When I try to read a previously saved CSV file using data.table
function fread
, the categorical order of my data is not preserved. It gets formatted in alphabetical order.
To replicate this issue, I have created a fake dataset using data.table
dat <- data.table(name = c("Joe", "Bob", "Steve", "Lucy", "Eric", "Marshall","Henry"),
subject = as.factor(c(4,1,2,3,4,3,2)))
Using setattr
function, I then label the levels of the factor column named subject
.
setattr(dat$subject,
"levels",
c("Math","Biology","Sport", "ICT"))
This is what the dataset looks like.
name subject
1: Joe ICT
2: Bob Math
3: Steve Biology
4: Lucy Sport
5: Eric ICT
6: Marshall Sport
7: Henry Biology
I examine the structure of the dataset and the order of the levels within the subject factor. The subject
column is factor and levels are in the exact same order as I set them.
str(dat)
Classes ‘data.table’ and 'data.frame': 7 obs. of 2 variables:
$ name : chr "Joe" "Bob" "Steve" "Lucy" ...

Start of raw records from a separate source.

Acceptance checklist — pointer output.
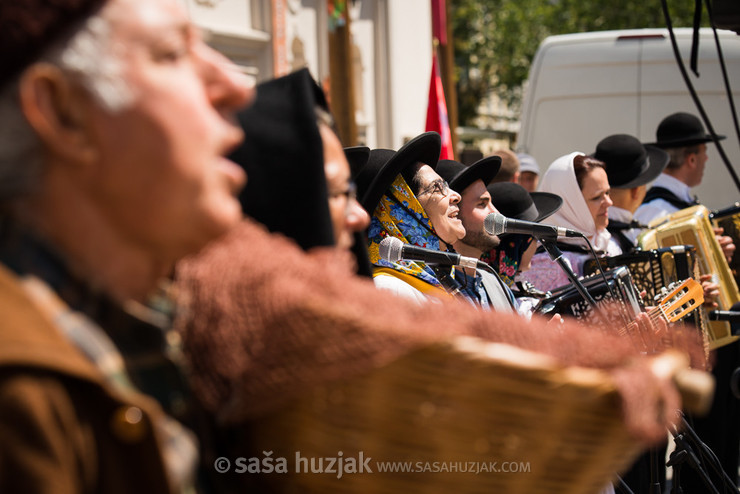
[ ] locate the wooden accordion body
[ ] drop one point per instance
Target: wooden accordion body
(691, 226)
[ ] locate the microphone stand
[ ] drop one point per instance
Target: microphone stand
(557, 255)
(684, 453)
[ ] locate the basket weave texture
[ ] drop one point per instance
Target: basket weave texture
(455, 403)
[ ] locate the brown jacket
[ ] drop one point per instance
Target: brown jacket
(63, 429)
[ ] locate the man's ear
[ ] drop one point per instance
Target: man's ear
(55, 107)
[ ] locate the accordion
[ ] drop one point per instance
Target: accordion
(568, 301)
(691, 226)
(653, 269)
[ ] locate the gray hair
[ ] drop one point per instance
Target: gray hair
(679, 155)
(89, 58)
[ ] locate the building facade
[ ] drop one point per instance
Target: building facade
(390, 52)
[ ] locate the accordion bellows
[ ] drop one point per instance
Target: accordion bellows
(691, 226)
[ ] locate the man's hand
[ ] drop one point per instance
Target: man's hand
(726, 243)
(711, 291)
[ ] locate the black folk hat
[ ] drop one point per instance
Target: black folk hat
(28, 27)
(459, 176)
(384, 165)
(282, 153)
(680, 130)
(513, 201)
(357, 157)
(628, 162)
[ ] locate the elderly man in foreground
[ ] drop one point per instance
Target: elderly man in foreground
(116, 119)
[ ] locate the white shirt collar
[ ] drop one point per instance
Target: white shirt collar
(619, 214)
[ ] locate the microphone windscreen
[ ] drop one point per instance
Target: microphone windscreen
(390, 249)
(495, 223)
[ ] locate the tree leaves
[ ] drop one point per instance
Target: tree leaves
(495, 40)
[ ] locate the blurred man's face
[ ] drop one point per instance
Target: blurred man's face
(162, 178)
(475, 206)
(347, 216)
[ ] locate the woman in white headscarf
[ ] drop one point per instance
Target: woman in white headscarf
(582, 183)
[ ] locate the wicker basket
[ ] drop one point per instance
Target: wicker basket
(472, 404)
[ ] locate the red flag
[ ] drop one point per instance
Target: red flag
(437, 113)
(439, 21)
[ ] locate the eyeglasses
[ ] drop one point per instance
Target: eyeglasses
(350, 192)
(439, 186)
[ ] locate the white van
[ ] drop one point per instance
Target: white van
(584, 87)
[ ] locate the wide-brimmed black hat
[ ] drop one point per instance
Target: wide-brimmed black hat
(357, 157)
(459, 176)
(680, 130)
(628, 162)
(384, 165)
(513, 201)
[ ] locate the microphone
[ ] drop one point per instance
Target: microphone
(497, 224)
(731, 316)
(393, 250)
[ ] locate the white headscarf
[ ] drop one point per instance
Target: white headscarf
(560, 179)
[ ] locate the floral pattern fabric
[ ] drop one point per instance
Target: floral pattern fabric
(399, 214)
(506, 257)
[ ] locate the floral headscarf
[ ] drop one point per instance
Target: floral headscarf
(506, 257)
(399, 214)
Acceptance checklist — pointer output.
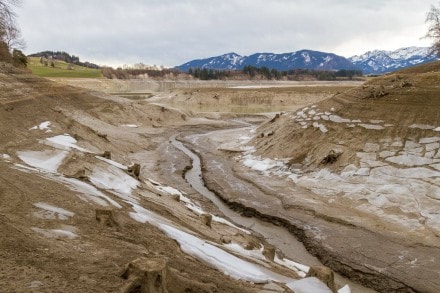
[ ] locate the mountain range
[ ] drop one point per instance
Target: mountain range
(371, 62)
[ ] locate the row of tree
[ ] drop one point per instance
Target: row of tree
(10, 36)
(209, 74)
(267, 73)
(64, 56)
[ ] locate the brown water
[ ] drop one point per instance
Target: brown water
(277, 236)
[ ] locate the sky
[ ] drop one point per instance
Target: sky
(172, 32)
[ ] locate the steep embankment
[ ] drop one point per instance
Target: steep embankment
(368, 158)
(72, 219)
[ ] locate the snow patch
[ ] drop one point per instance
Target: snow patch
(111, 162)
(55, 233)
(43, 126)
(308, 285)
(65, 142)
(113, 179)
(52, 212)
(371, 126)
(49, 160)
(209, 253)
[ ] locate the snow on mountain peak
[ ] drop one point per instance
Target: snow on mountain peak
(382, 61)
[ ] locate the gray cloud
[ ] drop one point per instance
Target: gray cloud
(171, 32)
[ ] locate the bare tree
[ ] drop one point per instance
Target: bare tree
(433, 19)
(9, 33)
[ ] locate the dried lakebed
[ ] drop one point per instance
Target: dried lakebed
(273, 232)
(374, 259)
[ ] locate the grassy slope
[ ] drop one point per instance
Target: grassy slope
(61, 70)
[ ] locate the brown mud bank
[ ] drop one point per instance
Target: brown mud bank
(361, 255)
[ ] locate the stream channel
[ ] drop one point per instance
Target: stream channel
(277, 236)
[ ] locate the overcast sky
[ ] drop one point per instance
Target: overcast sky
(171, 32)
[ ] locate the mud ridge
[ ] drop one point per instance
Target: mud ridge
(363, 275)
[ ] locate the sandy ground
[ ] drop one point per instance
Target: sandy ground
(56, 186)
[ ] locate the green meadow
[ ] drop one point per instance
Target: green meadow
(61, 69)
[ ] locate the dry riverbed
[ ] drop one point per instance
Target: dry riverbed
(114, 186)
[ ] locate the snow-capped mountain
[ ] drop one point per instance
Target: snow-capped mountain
(372, 62)
(379, 62)
(304, 59)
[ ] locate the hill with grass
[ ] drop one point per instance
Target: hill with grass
(57, 68)
(370, 158)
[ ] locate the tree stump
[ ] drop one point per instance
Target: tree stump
(106, 218)
(206, 219)
(269, 252)
(135, 170)
(107, 155)
(146, 275)
(324, 274)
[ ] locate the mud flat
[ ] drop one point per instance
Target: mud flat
(371, 258)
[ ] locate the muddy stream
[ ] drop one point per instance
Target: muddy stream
(277, 236)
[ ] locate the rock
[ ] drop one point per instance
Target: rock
(206, 219)
(105, 217)
(146, 275)
(332, 157)
(324, 274)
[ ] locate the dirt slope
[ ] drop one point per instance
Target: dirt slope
(368, 158)
(52, 239)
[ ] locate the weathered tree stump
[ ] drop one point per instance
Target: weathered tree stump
(269, 252)
(324, 274)
(146, 275)
(107, 155)
(106, 218)
(135, 170)
(206, 219)
(176, 197)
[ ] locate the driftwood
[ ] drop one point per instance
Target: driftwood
(146, 275)
(324, 274)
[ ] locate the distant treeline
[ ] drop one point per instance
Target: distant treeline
(267, 73)
(208, 74)
(120, 73)
(64, 56)
(294, 74)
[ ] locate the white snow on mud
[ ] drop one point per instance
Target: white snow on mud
(389, 174)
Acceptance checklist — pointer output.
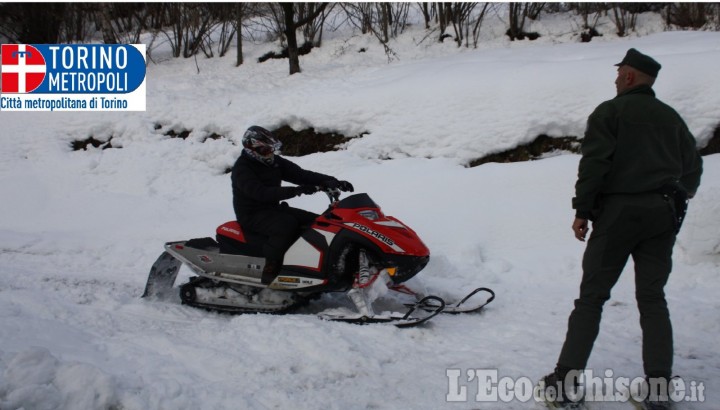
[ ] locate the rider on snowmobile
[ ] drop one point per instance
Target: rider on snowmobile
(256, 181)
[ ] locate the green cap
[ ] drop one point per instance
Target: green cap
(640, 61)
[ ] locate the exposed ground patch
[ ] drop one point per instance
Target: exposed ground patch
(713, 146)
(542, 145)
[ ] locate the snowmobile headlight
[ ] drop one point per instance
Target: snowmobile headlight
(369, 214)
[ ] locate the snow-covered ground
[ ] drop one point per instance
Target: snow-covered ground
(80, 230)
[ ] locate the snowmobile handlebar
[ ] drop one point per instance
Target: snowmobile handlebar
(332, 193)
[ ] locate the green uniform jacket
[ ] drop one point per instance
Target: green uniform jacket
(634, 143)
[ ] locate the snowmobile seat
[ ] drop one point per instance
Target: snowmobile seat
(236, 241)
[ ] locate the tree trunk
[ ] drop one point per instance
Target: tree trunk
(238, 16)
(291, 36)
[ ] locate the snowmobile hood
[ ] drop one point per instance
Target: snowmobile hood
(360, 214)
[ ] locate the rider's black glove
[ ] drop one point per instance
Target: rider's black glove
(306, 189)
(345, 186)
(335, 184)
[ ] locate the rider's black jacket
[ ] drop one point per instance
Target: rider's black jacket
(257, 185)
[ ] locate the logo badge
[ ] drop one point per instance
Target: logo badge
(23, 68)
(72, 77)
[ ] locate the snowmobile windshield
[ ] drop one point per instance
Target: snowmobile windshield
(357, 201)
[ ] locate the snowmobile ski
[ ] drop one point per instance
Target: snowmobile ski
(162, 277)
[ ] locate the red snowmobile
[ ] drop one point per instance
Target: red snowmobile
(352, 247)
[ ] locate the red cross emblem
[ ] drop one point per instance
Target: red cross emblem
(23, 68)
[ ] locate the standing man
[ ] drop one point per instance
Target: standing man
(639, 165)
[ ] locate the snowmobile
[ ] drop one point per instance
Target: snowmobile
(352, 248)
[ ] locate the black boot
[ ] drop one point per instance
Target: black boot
(559, 392)
(270, 271)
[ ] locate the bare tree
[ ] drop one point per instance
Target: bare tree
(518, 14)
(291, 27)
(624, 15)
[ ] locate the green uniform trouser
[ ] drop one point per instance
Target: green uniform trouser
(640, 225)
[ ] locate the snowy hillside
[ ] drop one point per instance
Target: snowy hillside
(79, 230)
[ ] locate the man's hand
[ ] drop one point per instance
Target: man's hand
(580, 227)
(306, 189)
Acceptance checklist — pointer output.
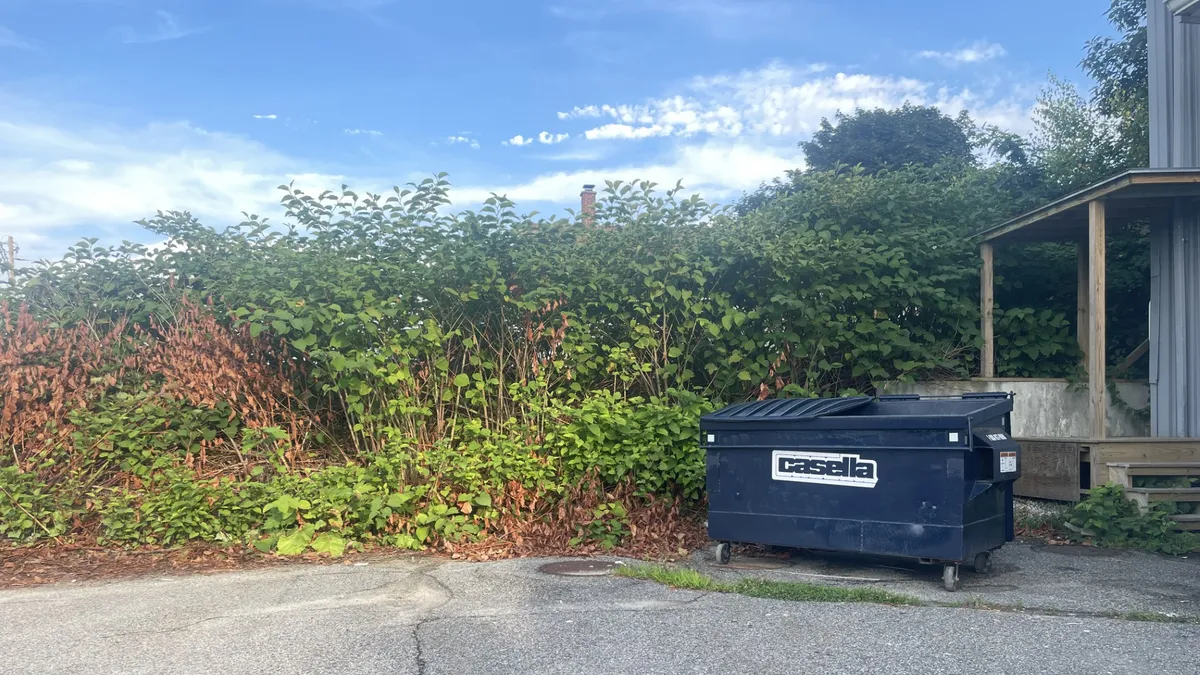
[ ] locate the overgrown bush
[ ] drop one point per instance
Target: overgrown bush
(381, 369)
(1113, 520)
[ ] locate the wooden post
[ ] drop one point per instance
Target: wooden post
(1097, 347)
(1083, 323)
(987, 300)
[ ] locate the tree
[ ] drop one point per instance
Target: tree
(1122, 79)
(880, 138)
(1074, 143)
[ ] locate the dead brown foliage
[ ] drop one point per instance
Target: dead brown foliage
(47, 371)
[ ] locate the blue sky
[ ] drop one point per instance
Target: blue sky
(111, 109)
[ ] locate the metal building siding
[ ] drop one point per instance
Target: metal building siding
(1175, 243)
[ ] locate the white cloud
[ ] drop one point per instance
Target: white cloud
(976, 53)
(166, 28)
(625, 131)
(59, 183)
(551, 138)
(718, 169)
(10, 39)
(790, 102)
(471, 142)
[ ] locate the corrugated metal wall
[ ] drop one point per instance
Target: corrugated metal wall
(1175, 240)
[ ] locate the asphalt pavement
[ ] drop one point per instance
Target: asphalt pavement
(425, 616)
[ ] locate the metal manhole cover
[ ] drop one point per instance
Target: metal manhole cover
(1078, 551)
(579, 568)
(757, 563)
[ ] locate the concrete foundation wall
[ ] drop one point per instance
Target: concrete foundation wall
(1045, 408)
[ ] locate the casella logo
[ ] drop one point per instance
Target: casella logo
(829, 469)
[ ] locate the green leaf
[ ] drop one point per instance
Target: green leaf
(297, 542)
(329, 543)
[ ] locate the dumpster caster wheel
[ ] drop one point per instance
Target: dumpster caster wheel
(951, 578)
(724, 553)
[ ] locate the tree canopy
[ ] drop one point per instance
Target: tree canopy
(881, 138)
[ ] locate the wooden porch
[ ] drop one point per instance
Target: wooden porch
(1061, 469)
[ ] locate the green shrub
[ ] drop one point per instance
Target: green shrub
(1114, 520)
(30, 509)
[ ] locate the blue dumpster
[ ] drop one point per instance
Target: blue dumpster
(918, 477)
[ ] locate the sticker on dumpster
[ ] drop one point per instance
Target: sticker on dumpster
(829, 469)
(1007, 463)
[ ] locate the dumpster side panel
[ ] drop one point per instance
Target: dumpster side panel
(911, 503)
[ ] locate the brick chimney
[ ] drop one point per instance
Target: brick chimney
(588, 203)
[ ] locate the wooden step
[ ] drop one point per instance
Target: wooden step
(1146, 495)
(1188, 521)
(1167, 494)
(1122, 472)
(1158, 467)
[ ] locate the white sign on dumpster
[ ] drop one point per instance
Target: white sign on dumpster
(828, 469)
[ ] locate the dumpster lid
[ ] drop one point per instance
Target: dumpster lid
(864, 412)
(787, 408)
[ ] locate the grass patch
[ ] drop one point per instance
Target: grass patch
(673, 577)
(690, 579)
(816, 592)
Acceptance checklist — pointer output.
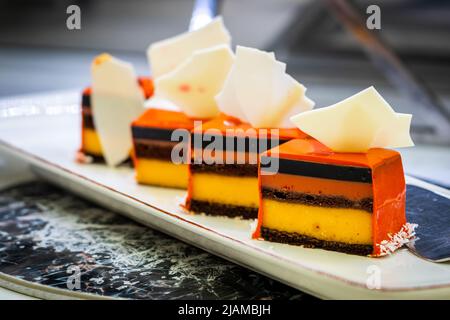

$ subject: Factor w/ 4 levels "Math","Biology",..: 4 1 2 3 4 3 2
- attr(*, ".internal.selfref")=<externalptr>
as.ordered(dat$subject)
Levels: Math < Biology < Sport < ICT
When I save the data set using fwrite
, and then use fread
to open it, the subject
column becomes a character and the levels are ordered alphabetically.
# save the data
fwrite(dat,
file = "dat.csv",
sep = "\t")
# read data
dat2 <- fread("dat.csv")
# check structure
str(dat2)
Classes ‘data.table’ and 'data.frame': 7 obs. of 2 variables:
$ name : chr "Joe" "Bob" "Steve" "Lucy" ...
$ subject: chr "ICT" "Math" "Biology" "Sport" ...
- attr(*, ".internal.selfref")=<externalptr>
# check order of the levels in subject
as.ordered(dat2$subject)
Levels: Biology < ICT < Math < Sport
The situation stills persists when I use the colClasses argument and declare subject
column as a factor.
Question
Why is the fread
( or fwrite
) function in data.table
not preserving the subject column as a factor. And when this is controlled for using the colClasses argument to specify the subject
column as a factor, why is the hierarchical order of the levels in the subject
column not preserved?
As @mt1022 said:
This is expected behaviour, as you saved the factor column as character strings. When you read it again, fread or other data import functions have no idea of the original factor levels. If you want to preserve the attributes of the data, consider saving it as a .RDS file.